Cloud Atlas hasn’t exactly come out swinging during its first weekend Stateside. Unless we’re talking at the end of a rope. Arriving behind the growing popularity of Ben Affleck drama Argo and universally beloved animation Hotel Transylvania, it only recouped a meagre $9.4m of its largely independently-financed $100m budget.

The Wachowskis’ and Tom Tykwer’s latest mind-fuck (or brain-fart, depending on who you read) will have to garner some serious goodwill fast if it hopes to convince anyone that six roles for Tom Hanks in a single movie is a good thing. It’s already starting to resemble the beautiful corpse left by Darren Aronofsky’s similarly ambitious time-bender The Fountain, which failed to convince anyone that a chrome-domed Hugh Jackman floating around outer space was a good thing.

It would be futile to try and summarise the plot of Cloud Atlas. Adapted from David Mitchell’s popular 2004 novel, it deals with a huge cast of characters, interacting across different eras past, present and future. Suffice to say, the general theme -if it can be called that- is that old chestnut, ‘interconnectedness’.

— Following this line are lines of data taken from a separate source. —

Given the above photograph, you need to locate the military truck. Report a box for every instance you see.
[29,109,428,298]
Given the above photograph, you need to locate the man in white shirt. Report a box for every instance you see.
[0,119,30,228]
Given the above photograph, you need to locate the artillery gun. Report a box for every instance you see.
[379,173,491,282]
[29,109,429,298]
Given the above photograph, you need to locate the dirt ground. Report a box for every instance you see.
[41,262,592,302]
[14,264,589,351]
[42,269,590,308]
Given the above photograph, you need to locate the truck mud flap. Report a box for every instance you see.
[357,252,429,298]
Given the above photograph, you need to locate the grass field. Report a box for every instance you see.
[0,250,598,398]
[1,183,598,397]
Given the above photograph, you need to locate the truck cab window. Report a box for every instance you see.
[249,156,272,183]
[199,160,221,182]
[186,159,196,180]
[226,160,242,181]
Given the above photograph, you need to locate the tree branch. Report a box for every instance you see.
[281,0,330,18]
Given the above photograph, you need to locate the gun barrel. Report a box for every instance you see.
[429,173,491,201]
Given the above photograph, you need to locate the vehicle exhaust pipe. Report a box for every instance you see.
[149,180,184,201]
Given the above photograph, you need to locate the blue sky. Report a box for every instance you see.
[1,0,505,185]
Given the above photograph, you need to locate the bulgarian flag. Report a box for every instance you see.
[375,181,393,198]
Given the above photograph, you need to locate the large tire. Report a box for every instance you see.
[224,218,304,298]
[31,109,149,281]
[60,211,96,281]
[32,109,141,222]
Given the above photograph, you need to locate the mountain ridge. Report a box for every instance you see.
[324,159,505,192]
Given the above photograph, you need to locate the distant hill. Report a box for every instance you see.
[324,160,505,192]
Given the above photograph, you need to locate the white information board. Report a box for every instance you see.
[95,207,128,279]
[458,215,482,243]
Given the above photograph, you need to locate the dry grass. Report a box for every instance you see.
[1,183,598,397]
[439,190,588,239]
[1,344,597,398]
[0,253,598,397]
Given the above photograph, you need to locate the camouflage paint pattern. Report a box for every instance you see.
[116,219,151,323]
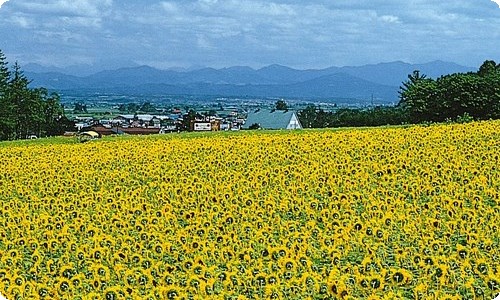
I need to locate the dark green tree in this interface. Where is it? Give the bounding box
[0,50,72,140]
[248,123,260,130]
[118,104,127,112]
[0,50,15,140]
[275,100,288,111]
[8,62,36,138]
[436,73,481,120]
[298,104,318,128]
[298,105,333,128]
[398,70,439,123]
[399,61,500,123]
[40,89,66,136]
[140,102,156,113]
[0,50,9,94]
[73,102,88,114]
[126,103,140,113]
[181,109,197,131]
[478,60,499,77]
[399,70,426,95]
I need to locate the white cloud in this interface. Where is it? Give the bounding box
[1,0,500,69]
[10,15,31,27]
[492,0,500,7]
[379,15,400,23]
[0,0,8,8]
[13,0,112,17]
[161,1,179,14]
[0,0,114,31]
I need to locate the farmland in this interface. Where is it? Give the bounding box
[0,121,499,299]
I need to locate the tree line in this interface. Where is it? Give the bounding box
[0,50,73,140]
[299,60,500,128]
[399,60,500,123]
[298,105,408,128]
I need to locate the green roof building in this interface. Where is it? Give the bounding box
[243,109,302,130]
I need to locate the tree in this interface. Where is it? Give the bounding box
[74,102,88,114]
[478,60,498,77]
[398,61,500,123]
[126,103,140,113]
[298,105,317,128]
[398,69,441,123]
[298,105,331,128]
[275,100,288,111]
[8,61,35,138]
[181,109,197,131]
[40,89,66,136]
[248,123,260,130]
[207,109,218,117]
[118,104,127,112]
[140,102,156,113]
[398,70,426,104]
[0,50,15,140]
[0,50,9,95]
[0,50,72,140]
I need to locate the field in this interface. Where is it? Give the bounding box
[0,121,499,299]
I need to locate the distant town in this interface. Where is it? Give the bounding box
[67,96,328,136]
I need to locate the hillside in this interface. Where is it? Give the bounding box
[25,61,474,103]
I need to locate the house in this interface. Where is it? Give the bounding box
[113,115,134,126]
[150,117,161,128]
[74,116,95,131]
[243,109,302,130]
[120,127,161,135]
[136,114,155,123]
[91,125,125,136]
[220,122,231,131]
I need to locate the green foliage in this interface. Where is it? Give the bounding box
[298,105,331,128]
[181,109,197,131]
[275,100,288,111]
[206,109,218,117]
[0,49,72,140]
[455,112,475,124]
[118,103,141,113]
[0,50,14,140]
[140,102,156,113]
[73,102,88,113]
[399,60,500,123]
[298,104,408,128]
[248,123,261,130]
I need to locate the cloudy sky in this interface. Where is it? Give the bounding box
[0,0,499,70]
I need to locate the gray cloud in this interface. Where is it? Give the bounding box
[0,0,499,70]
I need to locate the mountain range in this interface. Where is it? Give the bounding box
[25,61,475,104]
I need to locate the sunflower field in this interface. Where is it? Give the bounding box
[0,121,499,299]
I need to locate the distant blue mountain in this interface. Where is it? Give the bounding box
[25,60,476,103]
[336,60,474,86]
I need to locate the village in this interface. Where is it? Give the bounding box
[73,103,303,138]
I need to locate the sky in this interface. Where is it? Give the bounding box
[0,0,500,71]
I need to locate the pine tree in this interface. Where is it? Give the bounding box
[0,50,15,139]
[0,50,70,140]
[8,61,34,138]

It would be unfair to pre-judge Cloud Atlas on its mixed reviews and bad box-office (always such a reliable barometer of quality). But given that ‘interconnectedness’ is an incredibly vague and half-baked maxim often used to cloak what many would rather call a big fucking mess, not to mention the overstuffed trailer, Cloud Atlas has more than a whiff of Christmas turkey about it.

UK cinemagoers will have to wait until February to see what all the fuss isn’t about.